In a long-term marriage, one partner will bury the other. The more a person wants and loves a partner, the more painful it will be when he or she loses them. There are all too few people developed enough to stand by themselves, hold their own hand through the loss of a partner, and accept Life on its own terms. That’s why desire problems are so common. This situation also spells out its solution. It’s not negotiation. It’s not compromise. It’s not a sexual technique. It’s growing up to the point that you’re willing to tolerate the loss of a beloved irreplaceable partner.

There’s only one way to avoid that inevitable loss, and many people follow that strategy: Don’t love your partner too well, so that by the time they die, they won’t mean that much to you anymore.
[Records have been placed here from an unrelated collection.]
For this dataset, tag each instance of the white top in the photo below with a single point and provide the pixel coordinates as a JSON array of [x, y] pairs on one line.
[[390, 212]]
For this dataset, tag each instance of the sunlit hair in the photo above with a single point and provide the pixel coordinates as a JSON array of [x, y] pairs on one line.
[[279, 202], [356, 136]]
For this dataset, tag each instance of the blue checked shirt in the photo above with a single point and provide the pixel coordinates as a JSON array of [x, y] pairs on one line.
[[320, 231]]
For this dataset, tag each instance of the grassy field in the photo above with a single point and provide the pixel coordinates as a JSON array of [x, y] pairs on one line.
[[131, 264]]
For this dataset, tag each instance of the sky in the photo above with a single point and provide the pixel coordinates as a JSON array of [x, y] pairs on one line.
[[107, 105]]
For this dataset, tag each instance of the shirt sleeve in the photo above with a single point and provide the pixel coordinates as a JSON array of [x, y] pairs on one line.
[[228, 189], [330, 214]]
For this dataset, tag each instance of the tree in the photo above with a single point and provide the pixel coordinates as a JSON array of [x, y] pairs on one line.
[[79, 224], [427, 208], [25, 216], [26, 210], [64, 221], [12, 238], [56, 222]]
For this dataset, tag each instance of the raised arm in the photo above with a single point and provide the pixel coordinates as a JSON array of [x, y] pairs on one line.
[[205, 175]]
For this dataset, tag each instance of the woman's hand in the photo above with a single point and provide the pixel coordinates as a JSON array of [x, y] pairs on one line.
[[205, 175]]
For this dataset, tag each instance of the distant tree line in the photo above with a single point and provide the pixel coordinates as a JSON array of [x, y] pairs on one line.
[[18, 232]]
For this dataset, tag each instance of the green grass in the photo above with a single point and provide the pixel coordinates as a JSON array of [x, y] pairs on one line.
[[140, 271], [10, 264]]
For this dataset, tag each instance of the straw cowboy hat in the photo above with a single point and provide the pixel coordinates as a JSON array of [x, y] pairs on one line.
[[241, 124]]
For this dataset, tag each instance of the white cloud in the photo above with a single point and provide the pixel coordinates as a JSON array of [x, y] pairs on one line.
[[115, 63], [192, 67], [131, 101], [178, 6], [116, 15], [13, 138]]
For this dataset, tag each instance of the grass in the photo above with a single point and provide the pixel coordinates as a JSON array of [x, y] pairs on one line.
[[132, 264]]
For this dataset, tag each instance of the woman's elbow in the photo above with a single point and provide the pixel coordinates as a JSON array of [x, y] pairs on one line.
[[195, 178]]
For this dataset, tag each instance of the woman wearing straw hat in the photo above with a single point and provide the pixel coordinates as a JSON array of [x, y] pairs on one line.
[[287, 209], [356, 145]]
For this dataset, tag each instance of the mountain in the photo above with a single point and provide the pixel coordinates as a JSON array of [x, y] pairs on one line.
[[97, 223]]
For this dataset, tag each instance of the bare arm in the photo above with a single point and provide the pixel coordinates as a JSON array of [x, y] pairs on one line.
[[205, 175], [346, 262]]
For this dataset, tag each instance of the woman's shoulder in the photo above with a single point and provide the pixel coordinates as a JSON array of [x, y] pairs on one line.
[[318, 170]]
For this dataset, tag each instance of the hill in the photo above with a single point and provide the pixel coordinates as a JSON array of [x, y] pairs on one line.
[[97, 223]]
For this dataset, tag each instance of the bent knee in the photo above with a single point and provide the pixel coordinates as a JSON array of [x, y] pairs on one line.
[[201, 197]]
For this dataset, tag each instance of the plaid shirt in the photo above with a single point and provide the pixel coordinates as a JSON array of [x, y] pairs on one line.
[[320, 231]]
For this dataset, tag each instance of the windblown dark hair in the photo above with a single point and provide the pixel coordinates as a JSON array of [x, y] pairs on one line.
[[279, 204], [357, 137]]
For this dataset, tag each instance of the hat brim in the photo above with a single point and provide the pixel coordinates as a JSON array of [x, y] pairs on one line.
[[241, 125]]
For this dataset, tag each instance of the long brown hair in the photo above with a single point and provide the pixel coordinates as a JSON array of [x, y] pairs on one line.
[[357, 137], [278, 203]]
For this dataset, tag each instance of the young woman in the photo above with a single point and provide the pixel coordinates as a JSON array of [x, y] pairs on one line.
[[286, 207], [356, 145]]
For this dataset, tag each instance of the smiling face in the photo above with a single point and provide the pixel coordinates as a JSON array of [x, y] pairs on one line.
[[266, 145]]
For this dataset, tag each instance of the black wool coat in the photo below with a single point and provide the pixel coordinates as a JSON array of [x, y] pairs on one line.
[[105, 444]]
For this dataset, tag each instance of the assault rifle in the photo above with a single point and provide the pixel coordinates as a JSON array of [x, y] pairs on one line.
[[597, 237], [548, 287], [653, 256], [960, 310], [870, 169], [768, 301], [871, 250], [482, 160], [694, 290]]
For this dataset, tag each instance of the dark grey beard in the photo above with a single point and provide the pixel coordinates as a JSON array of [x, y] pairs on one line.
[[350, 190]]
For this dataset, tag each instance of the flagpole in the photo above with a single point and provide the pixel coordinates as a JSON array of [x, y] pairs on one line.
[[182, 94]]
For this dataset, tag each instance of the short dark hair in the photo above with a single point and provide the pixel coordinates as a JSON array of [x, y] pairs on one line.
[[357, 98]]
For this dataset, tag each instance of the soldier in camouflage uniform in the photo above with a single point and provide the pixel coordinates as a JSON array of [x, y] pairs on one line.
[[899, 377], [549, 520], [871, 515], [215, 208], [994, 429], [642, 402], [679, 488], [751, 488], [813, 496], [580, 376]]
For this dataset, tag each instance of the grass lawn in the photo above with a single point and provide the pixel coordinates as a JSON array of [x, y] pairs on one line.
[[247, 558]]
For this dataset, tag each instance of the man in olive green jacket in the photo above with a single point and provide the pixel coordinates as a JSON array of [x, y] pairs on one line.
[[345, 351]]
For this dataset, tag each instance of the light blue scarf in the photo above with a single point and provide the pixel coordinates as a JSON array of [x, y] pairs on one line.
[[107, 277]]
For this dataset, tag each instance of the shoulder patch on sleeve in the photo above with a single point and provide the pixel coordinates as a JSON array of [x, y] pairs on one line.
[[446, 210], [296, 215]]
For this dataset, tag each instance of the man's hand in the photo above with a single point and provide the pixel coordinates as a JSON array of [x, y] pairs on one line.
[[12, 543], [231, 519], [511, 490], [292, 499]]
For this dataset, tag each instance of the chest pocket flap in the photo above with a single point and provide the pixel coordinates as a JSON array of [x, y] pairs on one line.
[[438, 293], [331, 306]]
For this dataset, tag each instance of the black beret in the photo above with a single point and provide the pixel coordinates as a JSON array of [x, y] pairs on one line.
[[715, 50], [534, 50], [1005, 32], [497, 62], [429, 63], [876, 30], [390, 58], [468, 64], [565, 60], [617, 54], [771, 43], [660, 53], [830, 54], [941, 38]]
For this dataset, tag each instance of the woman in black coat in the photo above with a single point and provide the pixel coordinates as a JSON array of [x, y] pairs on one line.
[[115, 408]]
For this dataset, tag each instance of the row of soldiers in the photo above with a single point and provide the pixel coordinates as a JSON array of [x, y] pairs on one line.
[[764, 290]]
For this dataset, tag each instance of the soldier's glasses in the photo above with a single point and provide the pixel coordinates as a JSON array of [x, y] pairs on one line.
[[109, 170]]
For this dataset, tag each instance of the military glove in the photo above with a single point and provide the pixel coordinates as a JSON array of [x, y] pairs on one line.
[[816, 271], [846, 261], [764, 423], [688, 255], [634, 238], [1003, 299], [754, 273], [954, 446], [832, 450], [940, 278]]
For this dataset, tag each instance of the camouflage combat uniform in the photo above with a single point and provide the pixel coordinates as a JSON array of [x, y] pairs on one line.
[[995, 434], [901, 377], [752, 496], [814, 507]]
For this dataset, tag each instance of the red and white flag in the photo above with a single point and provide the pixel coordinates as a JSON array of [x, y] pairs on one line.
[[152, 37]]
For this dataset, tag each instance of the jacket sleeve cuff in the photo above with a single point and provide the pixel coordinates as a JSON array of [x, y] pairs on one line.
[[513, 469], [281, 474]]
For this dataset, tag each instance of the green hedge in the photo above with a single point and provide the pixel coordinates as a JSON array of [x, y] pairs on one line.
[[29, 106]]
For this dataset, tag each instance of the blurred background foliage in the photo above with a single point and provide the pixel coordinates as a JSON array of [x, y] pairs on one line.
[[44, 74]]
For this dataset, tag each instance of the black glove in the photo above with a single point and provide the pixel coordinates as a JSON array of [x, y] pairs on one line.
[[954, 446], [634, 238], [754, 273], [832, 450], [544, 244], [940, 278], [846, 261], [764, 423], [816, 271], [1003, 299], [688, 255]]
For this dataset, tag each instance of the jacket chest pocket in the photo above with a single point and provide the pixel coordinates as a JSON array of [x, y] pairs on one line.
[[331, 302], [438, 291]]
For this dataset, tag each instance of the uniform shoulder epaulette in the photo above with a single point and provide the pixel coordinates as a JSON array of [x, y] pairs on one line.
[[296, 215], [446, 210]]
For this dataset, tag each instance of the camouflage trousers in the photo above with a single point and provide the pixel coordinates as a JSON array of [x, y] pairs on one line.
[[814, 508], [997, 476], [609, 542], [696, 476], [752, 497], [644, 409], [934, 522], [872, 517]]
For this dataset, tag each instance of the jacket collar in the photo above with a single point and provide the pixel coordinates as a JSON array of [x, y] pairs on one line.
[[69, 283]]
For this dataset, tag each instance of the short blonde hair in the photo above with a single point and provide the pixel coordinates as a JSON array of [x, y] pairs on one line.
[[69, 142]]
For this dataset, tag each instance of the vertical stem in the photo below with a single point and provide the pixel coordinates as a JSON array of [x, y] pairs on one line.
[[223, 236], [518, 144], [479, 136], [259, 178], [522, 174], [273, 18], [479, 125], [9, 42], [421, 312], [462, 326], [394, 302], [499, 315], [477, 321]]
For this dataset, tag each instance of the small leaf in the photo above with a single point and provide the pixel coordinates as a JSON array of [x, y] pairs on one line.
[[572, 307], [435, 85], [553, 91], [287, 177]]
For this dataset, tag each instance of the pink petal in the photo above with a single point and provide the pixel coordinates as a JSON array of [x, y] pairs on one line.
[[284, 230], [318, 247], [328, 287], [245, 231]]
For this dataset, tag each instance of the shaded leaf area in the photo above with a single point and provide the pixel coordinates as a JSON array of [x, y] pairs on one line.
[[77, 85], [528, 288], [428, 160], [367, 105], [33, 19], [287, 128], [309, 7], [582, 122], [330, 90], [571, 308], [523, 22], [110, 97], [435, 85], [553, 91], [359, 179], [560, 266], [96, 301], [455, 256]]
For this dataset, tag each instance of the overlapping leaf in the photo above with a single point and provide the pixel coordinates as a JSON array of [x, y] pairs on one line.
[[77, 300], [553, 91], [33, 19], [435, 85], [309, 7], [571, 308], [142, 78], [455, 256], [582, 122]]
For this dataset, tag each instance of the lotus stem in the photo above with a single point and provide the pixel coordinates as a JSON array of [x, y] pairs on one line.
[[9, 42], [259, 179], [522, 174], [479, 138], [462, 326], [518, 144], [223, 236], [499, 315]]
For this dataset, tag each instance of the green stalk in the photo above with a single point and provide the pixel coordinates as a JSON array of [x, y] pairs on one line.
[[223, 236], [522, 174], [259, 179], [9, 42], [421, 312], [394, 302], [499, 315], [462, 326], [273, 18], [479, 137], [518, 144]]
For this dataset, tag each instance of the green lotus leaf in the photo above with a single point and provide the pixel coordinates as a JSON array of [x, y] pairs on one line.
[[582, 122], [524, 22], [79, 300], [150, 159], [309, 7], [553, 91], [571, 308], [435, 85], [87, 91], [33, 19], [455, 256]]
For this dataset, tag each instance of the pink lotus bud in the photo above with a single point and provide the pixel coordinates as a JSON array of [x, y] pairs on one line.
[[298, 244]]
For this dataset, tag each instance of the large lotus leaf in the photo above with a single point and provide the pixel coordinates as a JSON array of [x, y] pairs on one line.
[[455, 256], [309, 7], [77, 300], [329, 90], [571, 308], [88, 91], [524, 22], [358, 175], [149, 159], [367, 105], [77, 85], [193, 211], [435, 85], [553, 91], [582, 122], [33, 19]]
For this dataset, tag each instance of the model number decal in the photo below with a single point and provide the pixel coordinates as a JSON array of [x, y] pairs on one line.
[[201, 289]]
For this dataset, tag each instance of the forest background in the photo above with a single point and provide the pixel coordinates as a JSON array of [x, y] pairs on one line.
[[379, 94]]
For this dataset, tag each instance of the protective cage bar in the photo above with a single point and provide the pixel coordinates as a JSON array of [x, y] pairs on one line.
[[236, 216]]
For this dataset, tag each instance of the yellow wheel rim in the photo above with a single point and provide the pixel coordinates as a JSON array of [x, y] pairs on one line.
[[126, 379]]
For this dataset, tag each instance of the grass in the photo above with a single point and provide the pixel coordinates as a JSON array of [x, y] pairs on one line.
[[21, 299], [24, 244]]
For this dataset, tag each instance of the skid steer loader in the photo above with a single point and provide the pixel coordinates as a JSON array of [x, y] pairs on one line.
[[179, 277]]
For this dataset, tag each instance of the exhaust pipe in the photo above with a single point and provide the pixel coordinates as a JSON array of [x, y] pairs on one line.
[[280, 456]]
Like many aspects of life, the choice is not whether or not you’re willing to be anxious. The choice is which anxiety you’re going to, and you’re going to have one of them, whether you like it or not. You can lose your partner a little everyday or all at once.

Nobody ever gets to have a better partner than they’re willing to give up.
Willingly loving someone, knowingly setting yourself up for loss- that’s hard for people. It goes beyond resolving sex problems or personal insecurities. It’s an issue of integrity.

Marriage is a people growing machine.
It pulls and it pushes you. It stretches you to the point where you can embrace the processes of Life and love on their own terms. Like intense intimacy and eroticism, real love is not for kids. It’s not for “wounded children” who can’t soothe themselves. It’s for adults only. We may not like the process, but it makes us capable of profound adult desire. It’s not a quick process and it’s not as simple as improving sex. We need to have more respect for those brave souls willing to risk a successful marriage.